I am trying to create a hook on the system function open()
. I've done this along the following lines.
I created a wrapper library with the following:
extern int mocked_open(const char* fn, int flags, va_list args);
int open(const char* fn, int flags, ...)
{
int r = -1;
va_list args;
va_start(args, flags);
r = mocked_open(fn, flags, args);
va_end(args);
return r;
}
I compile this into libwrapper.so, which I load using LD_PRELOAD.
The implementation of mocked_open()
is as follows (I use the CPPUtest framework):
int mocked_open(const char* fn, int flags, va_list args)
{
if (strncmp(fn, test_device_id, 11) == 0)
{
return mock().actualCall("open").returnValue().getIntValue();
}
else
{
int r = -1;
int (*my_open)(const char*, int, ...);
void* fptr = dlsym(RTLD_NEXT, "open");
memcpy(&my_open, &fptr, sizeof(my_open));
if (flags & O_CREAT)
{
r = my_open(fn, flags, va_arg(args, mode_t));
}
else
{
r = my_open(fn, flags);
}
return r;
}
}
The test_device_id
is a simple string ("test_device"), which I hope is not used elsewhere.
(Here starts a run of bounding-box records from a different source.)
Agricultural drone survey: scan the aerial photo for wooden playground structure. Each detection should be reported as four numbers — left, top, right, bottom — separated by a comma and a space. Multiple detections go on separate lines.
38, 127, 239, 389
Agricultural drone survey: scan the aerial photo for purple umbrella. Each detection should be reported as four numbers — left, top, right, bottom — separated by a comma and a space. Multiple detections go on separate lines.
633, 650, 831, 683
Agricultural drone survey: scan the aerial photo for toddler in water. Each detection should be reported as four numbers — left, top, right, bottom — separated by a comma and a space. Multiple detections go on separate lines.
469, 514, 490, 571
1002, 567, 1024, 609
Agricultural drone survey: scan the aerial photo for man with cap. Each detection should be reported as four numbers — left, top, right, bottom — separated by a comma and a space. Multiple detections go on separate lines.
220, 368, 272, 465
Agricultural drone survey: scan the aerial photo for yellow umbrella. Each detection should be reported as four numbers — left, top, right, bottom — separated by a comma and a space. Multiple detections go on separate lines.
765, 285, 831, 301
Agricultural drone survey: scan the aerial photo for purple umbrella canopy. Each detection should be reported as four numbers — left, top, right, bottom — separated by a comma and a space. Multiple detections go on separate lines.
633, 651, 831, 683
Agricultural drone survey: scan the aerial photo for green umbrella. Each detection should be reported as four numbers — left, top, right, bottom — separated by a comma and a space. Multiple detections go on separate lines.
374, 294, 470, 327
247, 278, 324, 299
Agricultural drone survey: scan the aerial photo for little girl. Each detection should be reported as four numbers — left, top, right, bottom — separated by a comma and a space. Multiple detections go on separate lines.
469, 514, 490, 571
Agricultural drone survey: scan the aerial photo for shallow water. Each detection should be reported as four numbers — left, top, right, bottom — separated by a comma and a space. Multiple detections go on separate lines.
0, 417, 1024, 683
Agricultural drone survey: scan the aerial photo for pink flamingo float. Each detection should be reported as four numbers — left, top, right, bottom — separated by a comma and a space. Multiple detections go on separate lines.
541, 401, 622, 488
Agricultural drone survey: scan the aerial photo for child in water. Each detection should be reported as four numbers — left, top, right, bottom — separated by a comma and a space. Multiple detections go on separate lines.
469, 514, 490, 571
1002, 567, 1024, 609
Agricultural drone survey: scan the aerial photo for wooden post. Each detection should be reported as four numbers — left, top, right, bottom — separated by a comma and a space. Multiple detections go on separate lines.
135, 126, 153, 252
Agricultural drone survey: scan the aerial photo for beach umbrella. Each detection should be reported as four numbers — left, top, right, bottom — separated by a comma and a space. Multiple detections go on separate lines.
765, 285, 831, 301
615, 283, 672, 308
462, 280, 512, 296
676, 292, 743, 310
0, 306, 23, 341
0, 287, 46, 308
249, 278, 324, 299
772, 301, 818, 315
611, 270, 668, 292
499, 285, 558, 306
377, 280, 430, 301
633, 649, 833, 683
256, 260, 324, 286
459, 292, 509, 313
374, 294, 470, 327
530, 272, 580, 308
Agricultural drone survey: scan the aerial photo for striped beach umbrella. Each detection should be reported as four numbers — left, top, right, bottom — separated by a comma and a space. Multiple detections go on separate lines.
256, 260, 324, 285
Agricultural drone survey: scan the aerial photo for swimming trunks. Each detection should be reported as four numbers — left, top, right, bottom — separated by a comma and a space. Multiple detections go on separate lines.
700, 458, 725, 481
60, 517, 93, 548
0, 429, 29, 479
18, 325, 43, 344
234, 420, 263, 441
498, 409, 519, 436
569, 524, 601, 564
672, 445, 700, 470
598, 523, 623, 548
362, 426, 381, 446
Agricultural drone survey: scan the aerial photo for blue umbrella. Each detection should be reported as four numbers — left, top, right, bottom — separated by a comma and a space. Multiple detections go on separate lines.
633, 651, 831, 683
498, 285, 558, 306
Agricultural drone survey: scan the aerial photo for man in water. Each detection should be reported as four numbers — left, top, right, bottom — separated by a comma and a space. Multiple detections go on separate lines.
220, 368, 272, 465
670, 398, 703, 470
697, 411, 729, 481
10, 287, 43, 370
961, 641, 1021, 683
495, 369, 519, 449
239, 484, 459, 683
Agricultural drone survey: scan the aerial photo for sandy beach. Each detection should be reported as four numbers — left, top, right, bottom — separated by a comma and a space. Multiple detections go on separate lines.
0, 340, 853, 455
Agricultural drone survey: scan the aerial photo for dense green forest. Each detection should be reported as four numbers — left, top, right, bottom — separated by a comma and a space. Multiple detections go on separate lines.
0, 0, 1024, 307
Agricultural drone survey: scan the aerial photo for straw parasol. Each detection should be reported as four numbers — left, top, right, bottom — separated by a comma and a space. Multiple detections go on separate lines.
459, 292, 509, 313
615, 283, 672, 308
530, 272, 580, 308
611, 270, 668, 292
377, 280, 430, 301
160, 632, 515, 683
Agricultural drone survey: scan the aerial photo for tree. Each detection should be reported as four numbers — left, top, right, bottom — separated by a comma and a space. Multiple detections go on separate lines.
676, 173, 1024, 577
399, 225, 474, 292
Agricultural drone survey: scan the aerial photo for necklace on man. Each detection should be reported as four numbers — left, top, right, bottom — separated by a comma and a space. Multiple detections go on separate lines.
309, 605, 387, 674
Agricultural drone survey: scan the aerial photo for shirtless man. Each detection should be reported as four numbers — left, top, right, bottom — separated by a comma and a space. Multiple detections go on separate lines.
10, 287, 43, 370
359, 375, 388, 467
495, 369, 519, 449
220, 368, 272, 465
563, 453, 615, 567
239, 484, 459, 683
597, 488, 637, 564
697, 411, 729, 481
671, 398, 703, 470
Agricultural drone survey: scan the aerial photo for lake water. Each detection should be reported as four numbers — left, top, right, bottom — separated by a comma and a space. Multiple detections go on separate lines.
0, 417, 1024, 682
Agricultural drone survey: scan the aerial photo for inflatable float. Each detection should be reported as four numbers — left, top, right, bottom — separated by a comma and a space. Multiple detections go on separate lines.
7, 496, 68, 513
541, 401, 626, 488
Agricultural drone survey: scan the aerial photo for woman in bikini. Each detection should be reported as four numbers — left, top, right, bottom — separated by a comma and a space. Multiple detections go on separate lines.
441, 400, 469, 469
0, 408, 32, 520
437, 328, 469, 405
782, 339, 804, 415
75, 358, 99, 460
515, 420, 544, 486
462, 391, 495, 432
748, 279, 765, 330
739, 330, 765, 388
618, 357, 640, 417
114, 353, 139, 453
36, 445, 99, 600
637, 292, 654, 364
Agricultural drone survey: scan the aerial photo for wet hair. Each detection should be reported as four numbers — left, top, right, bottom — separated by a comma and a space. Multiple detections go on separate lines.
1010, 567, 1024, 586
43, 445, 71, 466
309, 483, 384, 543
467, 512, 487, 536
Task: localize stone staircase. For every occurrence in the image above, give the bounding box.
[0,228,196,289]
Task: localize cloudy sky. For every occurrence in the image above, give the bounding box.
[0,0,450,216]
During running the tests the executable crashes with a segmentation fault. I've traced this down to the GCC profiling functionality, which wants to open/create a bunch of .gcda
files and calls open()
for this.
After some debugging with strace (per suggestion below), I found that the line r = my_open(fn, flags, va_arg(args, mode_t));
is indeed the culprit. It is being called recursively, or so it seems: I see a lot of calls to this line, without the function returning. Then a segfault. The file being opened is the corresponding .gcda file (for profiling). In fact, the segfault only occurs with profiling enabled.